Consider Boeing, after a long few months dealing bad PR from the 373 max, it should be obvious to have an effective social media crisis strategy. When a Boeing 737-800 crashed three minutes after take-off in Tehran, Boeing had failed to utilize social media to effectively communicate this crisis to its publics. As seen on Boeing’s twitter, the first message came out at 8:30 p.m. pacific standard time when the plane crashed 6:44 p.m., 6:14 a.m. local time. That left two hours for the public to react, form opinions and for social media to construct a narrative around the crisis.
As TV news networks picked up on the story and obtained new information, Boeing had yet to release any update, which was met with massive backlash in the replies. As expected it got to the point where Boeing potential could not have controlled the conversation, even if the company had tried. Seven hours after the initial statement from Boeing, the company released a statement of its condolences. Boeing had still neglected to provide its publics with any new information surrounding the event.
At the time, there was political conflict between Iran and the U.S. which may have prevented a steady flow of information to stakeholders. However, the story was still running on almost every major news network, with timely updates and professional opinions on the situation.

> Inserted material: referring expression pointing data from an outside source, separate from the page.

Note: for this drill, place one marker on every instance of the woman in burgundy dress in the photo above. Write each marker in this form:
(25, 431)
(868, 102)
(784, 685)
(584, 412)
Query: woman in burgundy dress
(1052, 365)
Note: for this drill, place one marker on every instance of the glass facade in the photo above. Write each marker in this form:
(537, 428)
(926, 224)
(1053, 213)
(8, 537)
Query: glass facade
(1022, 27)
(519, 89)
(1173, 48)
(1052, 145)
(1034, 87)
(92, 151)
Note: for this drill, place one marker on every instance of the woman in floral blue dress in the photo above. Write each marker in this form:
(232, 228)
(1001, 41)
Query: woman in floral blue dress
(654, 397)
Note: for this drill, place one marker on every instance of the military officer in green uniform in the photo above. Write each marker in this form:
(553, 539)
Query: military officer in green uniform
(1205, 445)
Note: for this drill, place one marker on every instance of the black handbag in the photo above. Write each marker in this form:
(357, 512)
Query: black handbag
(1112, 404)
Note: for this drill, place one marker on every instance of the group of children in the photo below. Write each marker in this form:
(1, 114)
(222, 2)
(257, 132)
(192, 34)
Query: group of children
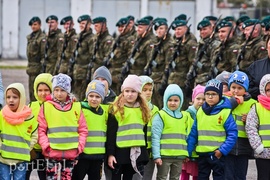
(218, 133)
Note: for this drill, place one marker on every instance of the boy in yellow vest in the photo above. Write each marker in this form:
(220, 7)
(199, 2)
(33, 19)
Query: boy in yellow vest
(214, 132)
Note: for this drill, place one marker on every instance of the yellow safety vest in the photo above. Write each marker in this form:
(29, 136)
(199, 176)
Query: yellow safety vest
(97, 127)
(211, 132)
(16, 139)
(63, 126)
(130, 129)
(264, 127)
(237, 115)
(173, 138)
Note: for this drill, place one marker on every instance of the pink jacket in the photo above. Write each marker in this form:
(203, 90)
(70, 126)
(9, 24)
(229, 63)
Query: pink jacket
(44, 141)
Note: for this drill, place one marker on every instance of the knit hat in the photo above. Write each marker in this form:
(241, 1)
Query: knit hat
(103, 72)
(239, 78)
(214, 85)
(224, 77)
(132, 81)
(197, 90)
(63, 81)
(97, 87)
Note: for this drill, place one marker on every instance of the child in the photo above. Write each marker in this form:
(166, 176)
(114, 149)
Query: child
(191, 167)
(257, 128)
(90, 161)
(169, 131)
(147, 91)
(18, 133)
(42, 88)
(127, 129)
(236, 164)
(62, 128)
(214, 132)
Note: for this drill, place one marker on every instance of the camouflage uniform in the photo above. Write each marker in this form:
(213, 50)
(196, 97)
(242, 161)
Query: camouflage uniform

As the mantra of crisis communication goes, “tell it first, tell it fast, tell them what you’re going to do about it.” Boeing elected to stay relatively silent during this event which ultimately caused more backlash than it had already been facing. Any comment from the company would have been better than no comment. In this situation, Boeing should have been more prepared and better equipped to handle a crisis and deliver timely updates to its publics.